To Benjamin Franklin from David Hartley, 2 September 1783

From David Hartley

ALS: Historical Society of Pennsylvania; copy: William L. Clements Library

Hotel de Yorck Sept 2 1783

My Dear friend

I find that the Answer wch I received in form from the American Ministers to that note wch I transmitted by Mr Adams, runs, that they will come to my Lodgings at Paris, tomorrow morning, for the purpose of signing the Treaty in Question. Mr Adams and Mr Jay understand it so and propose to come.9 Upon so great a Crisis leading to the Reconciliation of our two Countries I shall be very happy to see you too.
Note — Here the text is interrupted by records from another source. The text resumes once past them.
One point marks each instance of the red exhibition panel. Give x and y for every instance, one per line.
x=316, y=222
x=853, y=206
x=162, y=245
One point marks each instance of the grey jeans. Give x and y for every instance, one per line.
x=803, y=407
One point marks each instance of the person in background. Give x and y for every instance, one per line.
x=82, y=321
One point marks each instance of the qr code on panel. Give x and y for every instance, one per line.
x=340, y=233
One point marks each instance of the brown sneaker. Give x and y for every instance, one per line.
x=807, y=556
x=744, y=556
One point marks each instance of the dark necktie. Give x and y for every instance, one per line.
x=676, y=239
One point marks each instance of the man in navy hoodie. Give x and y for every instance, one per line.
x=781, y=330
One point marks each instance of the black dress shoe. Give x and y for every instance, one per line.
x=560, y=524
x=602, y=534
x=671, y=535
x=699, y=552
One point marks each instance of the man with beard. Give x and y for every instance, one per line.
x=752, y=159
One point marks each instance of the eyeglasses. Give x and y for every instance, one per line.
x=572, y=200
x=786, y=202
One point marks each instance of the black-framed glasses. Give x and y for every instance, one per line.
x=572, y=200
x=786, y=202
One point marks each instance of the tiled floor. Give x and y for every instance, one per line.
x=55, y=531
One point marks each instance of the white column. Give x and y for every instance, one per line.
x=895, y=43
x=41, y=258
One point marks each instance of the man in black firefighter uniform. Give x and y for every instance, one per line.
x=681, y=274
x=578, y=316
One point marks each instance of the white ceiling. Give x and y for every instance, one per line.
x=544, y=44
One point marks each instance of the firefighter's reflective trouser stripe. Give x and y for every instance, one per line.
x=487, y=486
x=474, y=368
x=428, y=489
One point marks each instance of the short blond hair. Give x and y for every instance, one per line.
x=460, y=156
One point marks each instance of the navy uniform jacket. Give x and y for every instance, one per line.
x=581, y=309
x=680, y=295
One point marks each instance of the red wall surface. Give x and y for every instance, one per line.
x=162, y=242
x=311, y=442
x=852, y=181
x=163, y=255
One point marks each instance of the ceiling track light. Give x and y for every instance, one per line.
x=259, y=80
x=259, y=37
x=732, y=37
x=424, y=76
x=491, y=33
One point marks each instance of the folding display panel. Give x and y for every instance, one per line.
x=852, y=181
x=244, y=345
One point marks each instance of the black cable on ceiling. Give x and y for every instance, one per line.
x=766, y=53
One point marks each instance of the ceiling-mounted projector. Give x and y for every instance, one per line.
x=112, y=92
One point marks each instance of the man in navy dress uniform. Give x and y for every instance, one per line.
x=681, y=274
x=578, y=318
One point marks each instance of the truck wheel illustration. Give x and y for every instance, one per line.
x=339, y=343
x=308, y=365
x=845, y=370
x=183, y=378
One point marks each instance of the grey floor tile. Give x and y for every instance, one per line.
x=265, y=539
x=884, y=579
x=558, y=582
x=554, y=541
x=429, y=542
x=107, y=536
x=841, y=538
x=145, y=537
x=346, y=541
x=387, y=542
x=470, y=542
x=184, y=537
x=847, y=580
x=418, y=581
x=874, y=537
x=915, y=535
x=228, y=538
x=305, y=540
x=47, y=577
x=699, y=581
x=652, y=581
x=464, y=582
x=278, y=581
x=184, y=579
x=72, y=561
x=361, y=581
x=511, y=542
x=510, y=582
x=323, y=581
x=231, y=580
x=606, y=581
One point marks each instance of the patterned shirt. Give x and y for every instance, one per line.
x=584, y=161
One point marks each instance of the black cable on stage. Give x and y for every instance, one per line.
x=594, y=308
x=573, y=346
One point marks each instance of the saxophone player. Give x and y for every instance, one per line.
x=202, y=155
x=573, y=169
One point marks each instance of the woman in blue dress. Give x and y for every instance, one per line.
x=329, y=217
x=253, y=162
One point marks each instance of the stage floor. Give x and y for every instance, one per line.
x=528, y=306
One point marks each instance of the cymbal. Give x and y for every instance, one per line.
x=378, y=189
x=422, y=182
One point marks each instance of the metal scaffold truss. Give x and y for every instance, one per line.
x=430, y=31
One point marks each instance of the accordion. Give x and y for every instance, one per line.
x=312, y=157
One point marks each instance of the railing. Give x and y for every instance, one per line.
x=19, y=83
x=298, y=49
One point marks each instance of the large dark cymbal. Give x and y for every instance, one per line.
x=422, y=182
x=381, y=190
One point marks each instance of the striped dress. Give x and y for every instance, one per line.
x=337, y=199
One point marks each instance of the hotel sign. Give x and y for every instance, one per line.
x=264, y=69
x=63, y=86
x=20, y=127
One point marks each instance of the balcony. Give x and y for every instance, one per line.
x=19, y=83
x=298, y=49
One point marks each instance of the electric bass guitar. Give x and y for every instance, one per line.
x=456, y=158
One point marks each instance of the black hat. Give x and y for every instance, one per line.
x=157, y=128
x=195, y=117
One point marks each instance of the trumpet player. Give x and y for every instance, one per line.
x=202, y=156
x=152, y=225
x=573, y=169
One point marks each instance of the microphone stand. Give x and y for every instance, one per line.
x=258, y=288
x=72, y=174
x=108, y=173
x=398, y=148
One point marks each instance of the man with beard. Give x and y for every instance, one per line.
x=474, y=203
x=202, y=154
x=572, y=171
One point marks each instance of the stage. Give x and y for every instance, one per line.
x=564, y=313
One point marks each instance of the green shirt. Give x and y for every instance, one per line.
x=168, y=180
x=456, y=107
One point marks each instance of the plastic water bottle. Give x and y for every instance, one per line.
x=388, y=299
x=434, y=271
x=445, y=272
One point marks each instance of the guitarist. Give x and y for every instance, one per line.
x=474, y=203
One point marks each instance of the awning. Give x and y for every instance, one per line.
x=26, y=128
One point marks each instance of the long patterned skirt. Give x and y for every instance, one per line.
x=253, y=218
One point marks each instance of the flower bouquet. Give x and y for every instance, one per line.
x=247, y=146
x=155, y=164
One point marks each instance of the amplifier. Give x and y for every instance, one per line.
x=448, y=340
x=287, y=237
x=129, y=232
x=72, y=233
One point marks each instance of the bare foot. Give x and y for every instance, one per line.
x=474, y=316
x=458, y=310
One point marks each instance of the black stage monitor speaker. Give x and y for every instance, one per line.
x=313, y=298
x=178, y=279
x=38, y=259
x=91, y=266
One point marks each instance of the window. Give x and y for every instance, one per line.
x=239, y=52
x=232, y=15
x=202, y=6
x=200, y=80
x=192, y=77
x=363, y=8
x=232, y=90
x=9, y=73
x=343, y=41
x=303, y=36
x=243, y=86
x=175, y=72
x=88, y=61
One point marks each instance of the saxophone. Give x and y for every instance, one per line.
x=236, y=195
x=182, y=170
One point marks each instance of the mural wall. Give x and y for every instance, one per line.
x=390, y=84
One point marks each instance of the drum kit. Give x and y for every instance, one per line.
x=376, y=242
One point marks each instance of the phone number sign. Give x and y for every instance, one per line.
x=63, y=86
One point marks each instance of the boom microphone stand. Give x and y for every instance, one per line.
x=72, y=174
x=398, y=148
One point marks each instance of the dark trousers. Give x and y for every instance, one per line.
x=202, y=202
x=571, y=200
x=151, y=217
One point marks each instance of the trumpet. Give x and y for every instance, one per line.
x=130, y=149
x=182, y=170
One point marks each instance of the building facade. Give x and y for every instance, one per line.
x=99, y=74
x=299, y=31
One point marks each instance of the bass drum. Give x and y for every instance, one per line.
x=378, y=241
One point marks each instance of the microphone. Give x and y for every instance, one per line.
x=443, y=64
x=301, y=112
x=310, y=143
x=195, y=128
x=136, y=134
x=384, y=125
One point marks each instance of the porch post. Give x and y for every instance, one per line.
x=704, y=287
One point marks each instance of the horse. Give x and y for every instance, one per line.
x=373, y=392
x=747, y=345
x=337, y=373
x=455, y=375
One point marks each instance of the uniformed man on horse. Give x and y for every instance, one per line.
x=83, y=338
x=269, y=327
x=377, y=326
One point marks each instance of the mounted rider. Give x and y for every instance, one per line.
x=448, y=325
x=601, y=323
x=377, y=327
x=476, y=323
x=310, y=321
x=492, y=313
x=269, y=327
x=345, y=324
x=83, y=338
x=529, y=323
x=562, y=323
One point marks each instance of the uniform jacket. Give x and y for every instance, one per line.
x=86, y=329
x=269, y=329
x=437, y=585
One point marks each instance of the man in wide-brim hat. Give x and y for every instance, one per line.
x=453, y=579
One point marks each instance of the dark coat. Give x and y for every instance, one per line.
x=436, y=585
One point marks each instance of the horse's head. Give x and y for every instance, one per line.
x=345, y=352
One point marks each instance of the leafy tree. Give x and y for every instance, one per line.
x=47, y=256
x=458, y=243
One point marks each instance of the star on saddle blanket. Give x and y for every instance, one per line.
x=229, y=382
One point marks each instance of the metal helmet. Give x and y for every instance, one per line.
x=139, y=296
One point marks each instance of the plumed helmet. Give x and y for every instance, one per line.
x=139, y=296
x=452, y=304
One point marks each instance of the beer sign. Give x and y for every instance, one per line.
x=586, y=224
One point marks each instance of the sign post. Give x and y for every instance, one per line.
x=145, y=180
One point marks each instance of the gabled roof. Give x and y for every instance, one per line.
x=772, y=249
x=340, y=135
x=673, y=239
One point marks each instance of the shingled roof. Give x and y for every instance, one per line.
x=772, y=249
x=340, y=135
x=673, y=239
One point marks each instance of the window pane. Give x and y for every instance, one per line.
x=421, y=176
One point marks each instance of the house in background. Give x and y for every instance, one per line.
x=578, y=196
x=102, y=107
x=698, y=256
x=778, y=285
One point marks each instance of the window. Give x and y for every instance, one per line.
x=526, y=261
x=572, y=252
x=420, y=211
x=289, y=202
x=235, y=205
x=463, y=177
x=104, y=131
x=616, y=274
I hope the inconvenience will not be very great to you, or in any degree commensurate to the occasion.

I am ever Your most affectionate friend1

D Hartley

To Dr Franklin &c &c &c

[Note numbering follows the Franklin Papers source.]

9The only extant versions of the commissioners’ Aug. 30 response to Hartley’s letter of Aug. 29 are copies that do not indicate signatures. If it was delivered without any, that would explain Hartley’s clarification here.

1WTF answered this note on behalf of his grandfather. BF would “do his utmost” to be present at the signing the next morning. In addition, WTF accepted Hartley’s invitation (now missing) for “Thursday next”: WTF to Hartley, Sept. 2, 1783, Clements Library. For BF’s current sufferings with the stone and gout see Pierres to BF, Aug. 25. The Thursday invitation was undoubtedly for Sept. 4, when JA wrote his wife, “To day We dined with Mr. Hartley and drank Tea with the Duchess of Manchester. Thus you see We are very good Friends, quite free, easy and Social”: Adams Correspondence, V, 233.